Answer
$37\%$
Work Step by Step
The theoretical combustion equation in this case can be written as
$$
\mathrm{C}_2 \mathrm{H}_6+a_{\text {th }} \mathrm{O}_2+3.76 \mathrm{~N}_2 \longrightarrow 2 \mathrm{CO}_2+3 \mathrm{H}_2 \mathrm{O}+3.76 a_{\text {th }} \mathrm{N}_2
$$ where $a_{\text { }}$ is the stoichiometric coefficient for air.

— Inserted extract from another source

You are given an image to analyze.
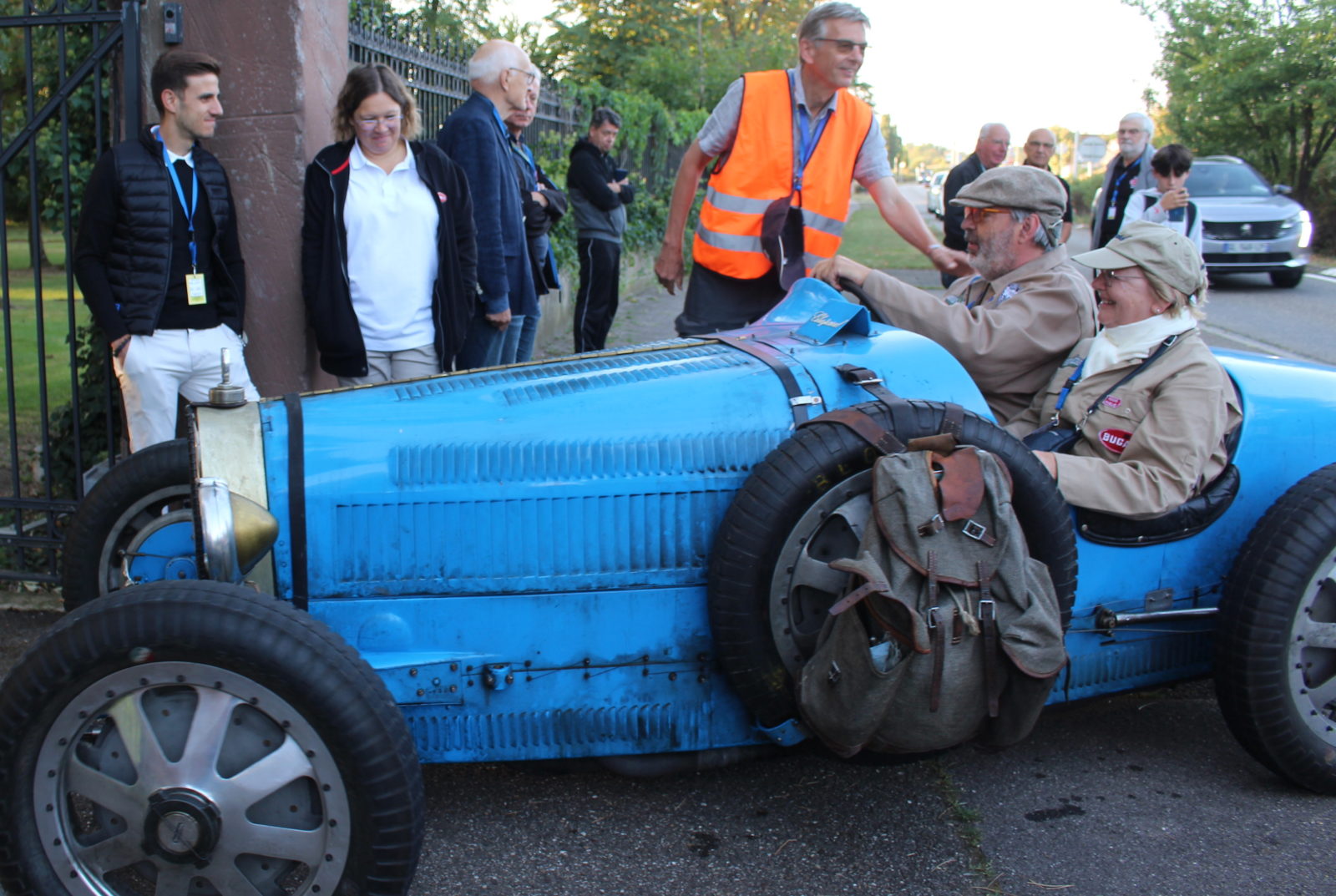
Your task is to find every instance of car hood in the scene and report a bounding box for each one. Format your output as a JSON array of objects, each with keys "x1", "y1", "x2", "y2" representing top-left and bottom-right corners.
[{"x1": 1192, "y1": 195, "x2": 1303, "y2": 221}]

It is determined from $O_2$ balance: $\quad a_{\text {th }}=2+1.5 \longrightarrow a_{\text {th }}=3.5$
The air-fuel ratio for the theoretical reaction is determined by taking the ratio of the mass of the air to the mass of the fuel for, $$
\mathrm{AF}_{\text {th }}=\frac{m_{\text {air, th }}}{m_{\text {fuel }}}=\frac{(3.5 \times 4.76 \mathrm{kmol})(29 \mathrm{~kg} / \mathrm{kmol})}{(2 \mathrm{kmol})(12 \mathrm{~kg} / \mathrm{kmol})+(3 \mathrm{kmol})(2 \mathrm{~kg} / \mathrm{kmol})}=16.1 \mathrm{~kg} \text { air } / \mathrm{kg}
$$ The actual air-fuel ratio used is $$
\mathrm{AF}_{\text {act }}=\frac{\dot{m}_{\text {uir }}}{\dot{m}_{\text {fuel }}}=\frac{176 \mathrm{~kg} / \mathrm{h}}{8 \mathrm{~kg} / \mathrm{h}}=22 \mathrm{kgair} / \mathrm{kgfuel}
$$ Then the percent theoretical air used can be determined from $$
\text { Percent theoretical air }=\frac{\mathrm{AF}_{\text {act }}}{\mathrm{AF}_{\text {th }}}=\frac{22 \mathrm{~kg} \text { air } / \mathrm{kg} \text { fuel }}{16.1 \mathrm{~kg} \text { air } / \mathrm{kg} \text { fuel }}=137 \%
$$ Thus the excess air used during this process is $\mathbf{3 7 \%}$.